Machine Learning Models for Stock Price Prediction: Why Most Fail and What Actually Works

Updated Feb 6, 2026

The Uncomfortable Truth About ML in Trading

Most machine learning models for stock prediction fail in production. Not because the models are bad—they’re often sophisticated, well-tuned, and validated on historical data. They fail because the market doesn’t care about your validation accuracy.

The promise is seductive: feed historical prices into an LSTM, watch it learn patterns, deploy it, and profit. Reality is messier. Your model might achieve 85% directional accuracy on test data, then bleed money the moment real trades execute. The gap between backtest performance and live trading isn’t a minor detail—it’s the entire problem.

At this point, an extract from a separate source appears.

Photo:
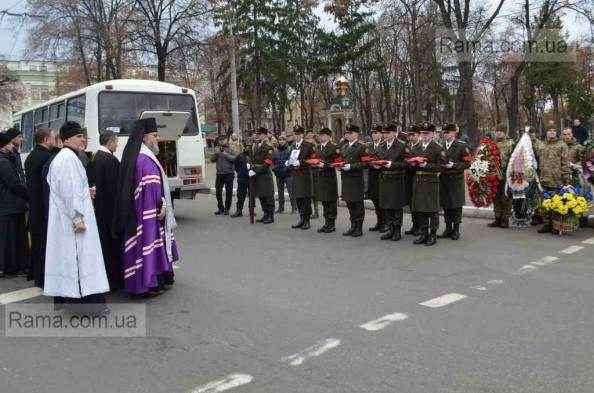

This isn’t an argument against using ML in quant trading. It’s a warning about how to use it correctly. The models that work in production treat prediction as one component in a system that accounts for transaction costs, regime changes, and the fact that everyone else is also trying to predict the same thing.

A sleek modern robot toy standing against a colorful gradient backdrop, offering ample copy space. — Photo by Pavel Danilyuk on Pexels

The Wrong Way (That Everyone Tries First)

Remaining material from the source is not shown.